I used to be extremely judgemental and angry but was so buried in it that I didn’t step back and see it until I was in my late 40s. When I was 47 I sought out a psychologist who dealt in anger manager and worked with him for two years. For the first few months I was seeing him once a week as there was a lot of history to sort out. He was something of a miracle worker though it is still incumbent on the patient/client to make the effort.

It was hugely worth the effort but for me there is one nasty side effect and that is the regret I have when I look back at the first 25 years of my adult life and the damage and hurt I’ve inflicted on others and how I’ve consequently hurt myself in the process. I’m no longer an angry person and the things that would have made me angry in the past make me much less angry now and I have the presence of mind to objectively monitor and control my own behaviour.

I bottle it up until I explode.

Creative visualization. I sit a chair in front of a door, then sit down and look at the door. I imagine that outside of that door is all the world before me, all of my future, every good thing that’s waiting on me and will ever happen to me, every smile, every laugh, every joyful moment. Then I imagine my anger there in the room with me, keeping me trapped from the joy outside. With every breath I breathe in I bring the world outside closer to me, and with every breath I breathe out I expel the anger that’s holding me out the door to dissipate, until my anger is no longer holding me back. Also, the next person who walks through the door gets punched in the fucking face.

I clean.

And I haven’t been very angry for a while, so my house is a wreck.

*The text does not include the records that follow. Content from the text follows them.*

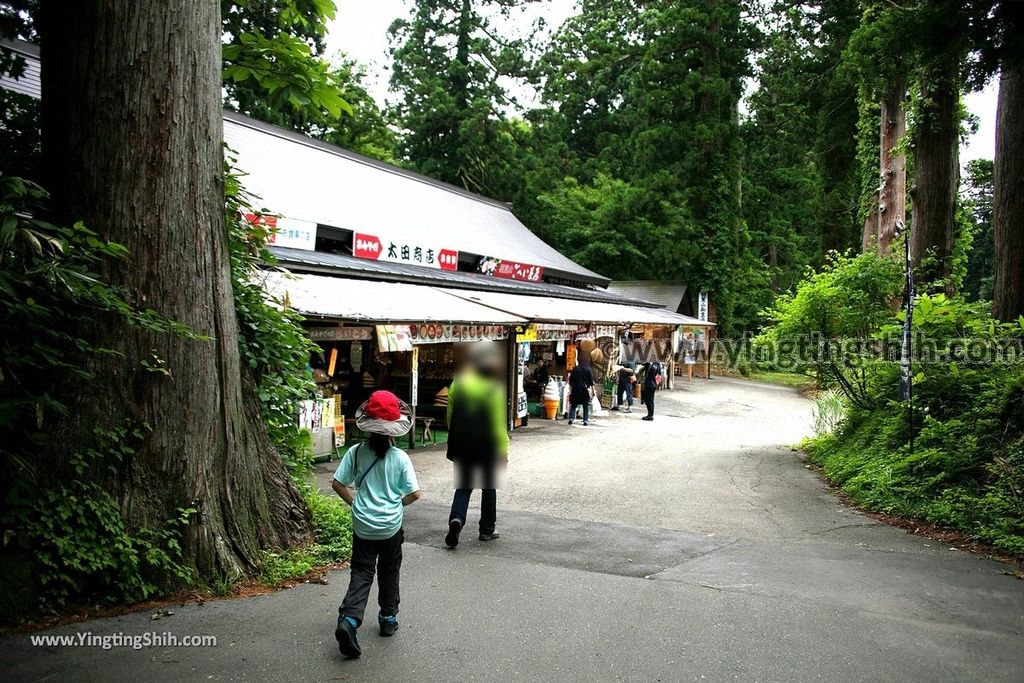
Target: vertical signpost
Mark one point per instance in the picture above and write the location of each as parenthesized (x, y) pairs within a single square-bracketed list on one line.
[(414, 381)]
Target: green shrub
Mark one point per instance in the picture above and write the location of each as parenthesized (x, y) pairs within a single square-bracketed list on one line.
[(332, 522), (828, 411)]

Bury it under some cookies.

Internalize it. Let it fester. Obsess about what I should have done differently.

Eventually my unexpressed anger comes out misdirected.

I’m not saying it’s the right way, or even a good way. It’s just my way.

I’ve certainly favoured the furious drinking route some times over the years. It did however once get me barred from a pub for two whole years for performing an obscene version of ‘Lady is a Tramp’ on the karaoke, so it has its disadvantages.

I am haunted by hate, rage and resentment from bad events in my past. It rarely/never carries over into my contemporary relationships (I don’t blow up at people for no reason, I’m only mad at a few dozen people I knew a decade ago and waste tons of time reliving it in my mind). If there is a solution, I haven’t found it. I don’t think I ever will. It sucks. I just try to make the best of it. It is a pathetic addiction I can’t overcome.

Maybe things will get ‘better’ but they will never be solved. There is a rip in my soul I don’t know how to heal so I just numb it with hate.